One place that Chinese men look for brides is the other side of the Yalu River, for in North Korea there are lots of hungry young women longing for a better life. 
The population of Kim Jong Un's socialist paradise subsists in near famine conditions, with two in five North Koreans undernourished and more than two-thirds on food aid.
The latest United Nations report, published in March 2017, paints a grim picture: Out of a population of 24 million, "an estimated 18 million people are dependent on Government food rations while 10.5 million people are believed to be undernourished. A lack of access to basic services including water and sanitation, as well as a weak health infrastructure further threaten the well-being of the population, particularly young children and pregnant and breastfeeding women.
Even members of Kim's highly touted "one-million man army" are starving; witness the sick and malnourished defector who recently crawled across the DMZ to freedom.
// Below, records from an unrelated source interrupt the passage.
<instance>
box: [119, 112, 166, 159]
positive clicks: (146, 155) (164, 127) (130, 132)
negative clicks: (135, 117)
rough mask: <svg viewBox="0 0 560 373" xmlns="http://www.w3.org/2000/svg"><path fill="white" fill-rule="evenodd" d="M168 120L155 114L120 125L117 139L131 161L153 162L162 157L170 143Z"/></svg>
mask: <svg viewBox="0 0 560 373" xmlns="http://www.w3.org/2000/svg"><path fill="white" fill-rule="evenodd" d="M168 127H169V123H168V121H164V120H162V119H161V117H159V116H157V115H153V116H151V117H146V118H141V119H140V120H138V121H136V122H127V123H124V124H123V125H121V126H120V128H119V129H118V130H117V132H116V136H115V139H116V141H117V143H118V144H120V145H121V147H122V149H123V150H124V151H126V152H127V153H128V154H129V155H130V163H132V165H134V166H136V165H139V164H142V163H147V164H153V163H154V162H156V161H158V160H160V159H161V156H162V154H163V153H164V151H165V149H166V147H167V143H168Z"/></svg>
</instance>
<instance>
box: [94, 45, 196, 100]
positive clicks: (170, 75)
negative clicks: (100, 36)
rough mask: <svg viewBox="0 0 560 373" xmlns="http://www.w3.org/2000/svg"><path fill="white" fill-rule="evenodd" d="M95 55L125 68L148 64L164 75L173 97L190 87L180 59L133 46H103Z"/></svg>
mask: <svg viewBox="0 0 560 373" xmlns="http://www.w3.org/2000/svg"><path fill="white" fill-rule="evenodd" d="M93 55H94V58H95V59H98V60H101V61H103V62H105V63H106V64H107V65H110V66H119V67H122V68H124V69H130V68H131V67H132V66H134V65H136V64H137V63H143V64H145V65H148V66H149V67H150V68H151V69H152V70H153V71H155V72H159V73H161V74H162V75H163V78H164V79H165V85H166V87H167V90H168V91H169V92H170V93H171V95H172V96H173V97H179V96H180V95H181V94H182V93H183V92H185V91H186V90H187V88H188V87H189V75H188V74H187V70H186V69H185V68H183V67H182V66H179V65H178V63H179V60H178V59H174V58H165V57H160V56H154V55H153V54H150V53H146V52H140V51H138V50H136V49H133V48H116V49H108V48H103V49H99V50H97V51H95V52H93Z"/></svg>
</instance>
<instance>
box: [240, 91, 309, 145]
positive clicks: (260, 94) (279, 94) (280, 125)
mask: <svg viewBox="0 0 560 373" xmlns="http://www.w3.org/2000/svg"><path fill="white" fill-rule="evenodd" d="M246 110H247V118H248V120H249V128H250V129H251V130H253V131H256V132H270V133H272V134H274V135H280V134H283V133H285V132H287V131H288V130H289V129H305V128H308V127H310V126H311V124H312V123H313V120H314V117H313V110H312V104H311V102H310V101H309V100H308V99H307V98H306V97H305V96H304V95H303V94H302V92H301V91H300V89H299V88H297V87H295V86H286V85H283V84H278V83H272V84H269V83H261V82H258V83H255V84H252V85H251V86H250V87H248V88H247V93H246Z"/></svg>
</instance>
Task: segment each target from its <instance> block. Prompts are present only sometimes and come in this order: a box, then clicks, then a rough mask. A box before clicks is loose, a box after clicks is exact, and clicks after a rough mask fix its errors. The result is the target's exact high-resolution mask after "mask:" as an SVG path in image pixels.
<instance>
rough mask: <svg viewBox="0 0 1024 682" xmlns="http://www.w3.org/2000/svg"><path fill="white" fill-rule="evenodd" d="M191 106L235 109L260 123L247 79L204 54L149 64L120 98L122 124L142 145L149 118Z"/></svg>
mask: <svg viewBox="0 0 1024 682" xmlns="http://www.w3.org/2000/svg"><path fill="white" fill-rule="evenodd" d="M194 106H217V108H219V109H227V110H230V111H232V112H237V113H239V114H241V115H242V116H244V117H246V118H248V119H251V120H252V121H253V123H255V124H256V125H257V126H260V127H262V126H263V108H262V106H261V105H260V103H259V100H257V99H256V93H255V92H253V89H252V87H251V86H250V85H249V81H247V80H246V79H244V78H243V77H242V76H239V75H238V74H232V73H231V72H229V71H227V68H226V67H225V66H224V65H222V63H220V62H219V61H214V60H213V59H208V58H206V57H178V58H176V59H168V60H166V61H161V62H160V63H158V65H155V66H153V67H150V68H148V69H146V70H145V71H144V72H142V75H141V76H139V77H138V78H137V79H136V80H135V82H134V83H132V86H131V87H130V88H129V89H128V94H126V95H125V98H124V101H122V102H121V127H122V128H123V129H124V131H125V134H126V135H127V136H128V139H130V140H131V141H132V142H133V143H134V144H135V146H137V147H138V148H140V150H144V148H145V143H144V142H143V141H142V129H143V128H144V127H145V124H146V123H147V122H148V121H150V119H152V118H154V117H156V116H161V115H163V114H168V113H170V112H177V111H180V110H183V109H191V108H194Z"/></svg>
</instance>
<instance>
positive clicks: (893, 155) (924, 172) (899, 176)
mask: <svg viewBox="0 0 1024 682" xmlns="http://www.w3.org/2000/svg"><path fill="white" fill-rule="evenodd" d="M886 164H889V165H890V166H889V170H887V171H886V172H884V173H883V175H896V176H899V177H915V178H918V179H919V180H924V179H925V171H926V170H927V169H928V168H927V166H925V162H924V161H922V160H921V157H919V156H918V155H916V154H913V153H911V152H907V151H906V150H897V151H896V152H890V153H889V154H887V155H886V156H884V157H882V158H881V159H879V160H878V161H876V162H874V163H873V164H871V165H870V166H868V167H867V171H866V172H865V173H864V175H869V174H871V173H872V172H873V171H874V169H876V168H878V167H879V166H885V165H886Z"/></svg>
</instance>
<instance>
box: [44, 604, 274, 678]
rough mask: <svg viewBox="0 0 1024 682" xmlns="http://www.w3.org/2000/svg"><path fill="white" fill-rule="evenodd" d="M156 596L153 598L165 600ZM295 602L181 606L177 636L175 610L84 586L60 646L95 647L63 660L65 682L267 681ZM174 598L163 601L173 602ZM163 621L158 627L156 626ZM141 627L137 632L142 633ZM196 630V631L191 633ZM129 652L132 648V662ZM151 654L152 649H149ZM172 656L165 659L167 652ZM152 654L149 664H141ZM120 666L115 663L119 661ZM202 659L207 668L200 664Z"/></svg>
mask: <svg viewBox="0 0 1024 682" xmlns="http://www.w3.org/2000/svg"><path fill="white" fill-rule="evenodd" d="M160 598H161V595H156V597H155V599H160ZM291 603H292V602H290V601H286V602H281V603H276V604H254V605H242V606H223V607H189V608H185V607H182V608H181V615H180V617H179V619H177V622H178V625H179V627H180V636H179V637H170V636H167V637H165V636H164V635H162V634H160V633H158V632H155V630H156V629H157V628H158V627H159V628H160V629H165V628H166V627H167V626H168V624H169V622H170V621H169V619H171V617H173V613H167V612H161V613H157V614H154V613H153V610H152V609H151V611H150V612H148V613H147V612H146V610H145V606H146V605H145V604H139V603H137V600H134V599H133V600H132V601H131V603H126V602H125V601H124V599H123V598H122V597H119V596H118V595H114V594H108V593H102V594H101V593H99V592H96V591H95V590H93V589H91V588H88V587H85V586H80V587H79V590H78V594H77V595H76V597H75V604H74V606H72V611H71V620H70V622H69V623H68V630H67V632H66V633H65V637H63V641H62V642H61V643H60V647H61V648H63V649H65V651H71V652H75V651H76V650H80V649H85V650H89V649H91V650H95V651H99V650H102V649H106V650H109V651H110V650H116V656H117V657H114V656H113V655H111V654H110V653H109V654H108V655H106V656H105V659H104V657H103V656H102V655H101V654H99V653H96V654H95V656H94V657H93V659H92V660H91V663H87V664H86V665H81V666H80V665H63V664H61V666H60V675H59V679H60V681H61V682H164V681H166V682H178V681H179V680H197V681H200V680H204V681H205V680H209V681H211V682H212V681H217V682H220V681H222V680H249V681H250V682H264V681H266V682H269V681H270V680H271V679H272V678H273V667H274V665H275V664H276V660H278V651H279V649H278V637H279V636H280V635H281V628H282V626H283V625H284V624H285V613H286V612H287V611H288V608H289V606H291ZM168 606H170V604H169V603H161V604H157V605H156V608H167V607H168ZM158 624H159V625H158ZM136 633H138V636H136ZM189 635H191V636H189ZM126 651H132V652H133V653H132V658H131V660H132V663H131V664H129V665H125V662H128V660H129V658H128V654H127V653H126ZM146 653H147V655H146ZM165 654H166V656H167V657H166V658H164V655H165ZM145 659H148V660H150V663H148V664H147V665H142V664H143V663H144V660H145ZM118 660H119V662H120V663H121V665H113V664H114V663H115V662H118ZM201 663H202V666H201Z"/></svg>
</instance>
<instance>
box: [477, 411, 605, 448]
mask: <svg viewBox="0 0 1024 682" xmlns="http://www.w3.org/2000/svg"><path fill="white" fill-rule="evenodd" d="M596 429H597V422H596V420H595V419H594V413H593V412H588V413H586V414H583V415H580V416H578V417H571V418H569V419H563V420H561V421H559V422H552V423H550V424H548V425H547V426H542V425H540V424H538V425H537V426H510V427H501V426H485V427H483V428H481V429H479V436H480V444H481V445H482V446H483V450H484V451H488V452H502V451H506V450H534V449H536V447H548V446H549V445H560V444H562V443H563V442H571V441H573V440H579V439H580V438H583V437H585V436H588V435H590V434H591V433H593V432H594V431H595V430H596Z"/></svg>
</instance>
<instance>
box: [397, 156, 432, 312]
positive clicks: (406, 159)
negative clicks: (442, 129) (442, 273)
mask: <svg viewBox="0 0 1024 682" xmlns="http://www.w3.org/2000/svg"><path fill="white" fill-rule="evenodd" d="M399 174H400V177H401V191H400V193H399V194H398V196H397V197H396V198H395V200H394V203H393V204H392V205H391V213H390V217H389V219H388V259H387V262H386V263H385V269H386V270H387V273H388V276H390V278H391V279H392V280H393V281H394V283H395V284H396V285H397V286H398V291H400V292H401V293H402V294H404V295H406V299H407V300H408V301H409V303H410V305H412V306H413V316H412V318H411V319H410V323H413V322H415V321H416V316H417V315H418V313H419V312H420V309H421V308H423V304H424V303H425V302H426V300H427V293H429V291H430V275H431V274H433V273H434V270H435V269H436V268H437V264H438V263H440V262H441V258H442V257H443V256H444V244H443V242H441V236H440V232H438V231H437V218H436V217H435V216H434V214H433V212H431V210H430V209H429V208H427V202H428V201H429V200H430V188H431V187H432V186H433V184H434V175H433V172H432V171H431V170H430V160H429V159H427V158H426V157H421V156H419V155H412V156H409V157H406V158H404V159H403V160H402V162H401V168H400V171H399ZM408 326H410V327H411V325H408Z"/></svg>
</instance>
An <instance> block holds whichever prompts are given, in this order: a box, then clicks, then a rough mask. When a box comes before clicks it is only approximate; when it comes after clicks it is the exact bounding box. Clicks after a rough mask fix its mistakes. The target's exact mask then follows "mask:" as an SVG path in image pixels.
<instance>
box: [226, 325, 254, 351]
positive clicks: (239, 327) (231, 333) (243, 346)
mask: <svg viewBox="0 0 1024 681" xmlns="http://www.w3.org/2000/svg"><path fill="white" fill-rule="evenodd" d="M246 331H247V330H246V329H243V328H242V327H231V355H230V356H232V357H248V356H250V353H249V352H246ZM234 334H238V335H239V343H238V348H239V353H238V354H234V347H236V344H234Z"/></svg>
As a result of this widespread and continuing food shortage, starving North Korea peasants are often happy to sell a teenaged daughter -- whom they would have trouble feeding in any event -- to agents who claim that they are recruiting workers for Chinese companies. 
"Your daughter will be given a job in a factory or restaurant," they promise the parents. 
"She will finally have enough to eat."
Older women are also lured across the border on the same promise.
But these "hiring agents" are actually sex traffickers, and what awaits the North Korean girls and women in China is not a real job but either forced marriage or out-and-out sexual slavery
Young girls, especially if they are virgins, are sold to the highest bidder as brides. 
Older women are generally sold to brothels where they are kept under lock and key and forced to work as prostitutes.
It is no wonder that many of them take flight at the first opportunity, paying "snakeheads"--illegal guides -- to lead them safely across China's southern border to Vietnam, Laos, and Thailand. 
From there they can easily travel to South Korea and freedom.
“Historically, the largest influence in female migration from North Korea to China has been sex trafficking and marriages,” said Sokeel Park, the Seoul-based director of research and strategy for Liberty in North Korea, an organization that helps rescue North Korean refugees hiding in China.
Having found their way to freedom, few of these woman will go on record saying that they were forced into prostitution or sold as wives in China. 
But nearly all, as vulnerable women in a country with a superabundance of often predatory males, were sexually abused in some way.